I like a separate player purely cos of the battery issue. The new phones need so much recharging, esp if you use them as media players. I just always forget to recharge phones etc, so like the separate player.

Bought a Sandisk Clip + off ebay recently after old Creative Zen broke down. The Clip+ is tiny. Can fit it in your mouth easily. Only 4gb, but you can stick microSD cards into it. Battery life is excellent cos it's such a simple screen and can'rt do anything but play music!
 
First iPhone 4 impressions... surprisingly snappy/responsive when I want to make a call so far (albeit with virtually nothing else installed yet). Highly annoying is the 'proximity sensor' which turns the screen off when it detects it's near your face and turns it back on when you take the phone away from your ear. The idea is nice but the implementation sucks balls. No way to disable it that I'm aware of yet.
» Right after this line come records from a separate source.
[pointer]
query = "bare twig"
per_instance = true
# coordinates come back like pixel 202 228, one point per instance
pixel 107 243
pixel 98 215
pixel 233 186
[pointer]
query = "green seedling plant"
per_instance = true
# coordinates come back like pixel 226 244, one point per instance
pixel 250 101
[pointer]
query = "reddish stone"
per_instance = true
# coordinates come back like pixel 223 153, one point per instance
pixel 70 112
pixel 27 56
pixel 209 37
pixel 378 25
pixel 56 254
Highlight: jailbreakme.com - the freedom to do what you want with a device you paid for is so much easier than it used to be (no credit to Apple here).

Lowlight: iTunes dependance.

Highlight: VMware + OSX = iTunes functionality without it polluting Windows (no credit to Apple here).
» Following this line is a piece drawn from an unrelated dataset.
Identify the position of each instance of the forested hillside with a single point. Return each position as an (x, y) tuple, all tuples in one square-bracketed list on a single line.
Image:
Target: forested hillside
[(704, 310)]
Music (which I guess is the whole point of this thread): through the generic uncomfortable earbuds that come with the iPhone, nothing noteworthy (neither good nor bad). Through a pair of MDR-EX700's, really good but still no noticeably better or worse than your typical $10 SD-card based disposable MP3 player. 32Gb (realistically 23Gb, minus whatever app/video/etc space you use) is not overly generous but it's more than enough if you don't expect to carry your entire music collection around with you all the time (or don't have much music).
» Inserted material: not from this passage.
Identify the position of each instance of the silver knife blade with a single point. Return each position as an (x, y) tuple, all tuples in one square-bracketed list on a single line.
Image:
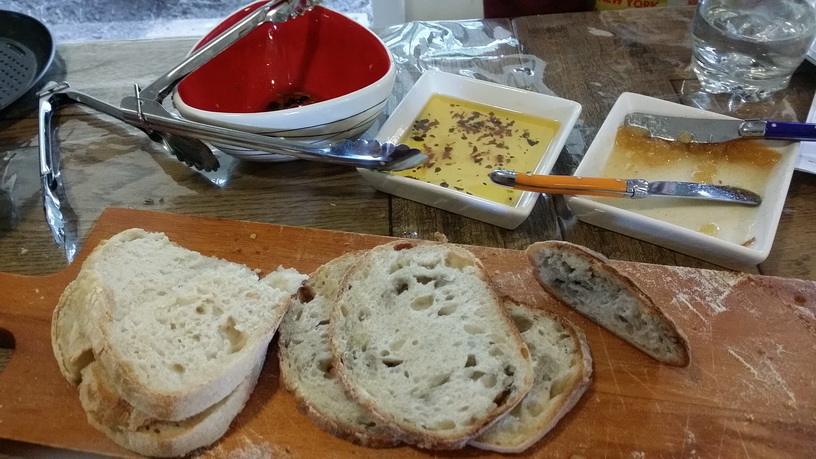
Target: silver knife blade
[(705, 191), (695, 130)]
So despite my rant above, I'm pretty happy with it so far as a combined phone/MP3 player. It's still early days though...
 
You can run OSX in VMware now?
The easiest way to do it is just download one of the pre-installed VMware images which have been doing the rounds on torrent trackers for years (try Google "pcwiz" or "xelabo"). If you're feeling more adventurous there are a few places like insanelymac's forum or LifeHacker which have guides on doing it yourself.

I don't know if it's because I've installed from a 'distro' instead of vanilla/retail, but the main down side is no VMware tools support (or at least I haven't been able to get the ones from VMware Fusion to work). That means no hardware video accelleration and in turn a relatively sluggish experience. If you can get past that, it's fine for general use. I'm using it partly to sandbox iTunes but mostly for the iPhone SDK and I find it runs tolerable on a C2D 2.6Ghz/4GbRAM. Slightly but not significantly more responsive on an i7-980/24GbRAM. Video drivers are the main bottleneck.
 
Yeah, the headphones seem pretty good quality for standard issue. My only beef so far is that the screen doesn't look half as amazing now that I have stuck on a screen guard. I will be checking out car cd tuners tomorrow at jb hi fi. I'm looking to get a cd face with a USB port and bluetooth. The spending spree hasn't stopped yet!!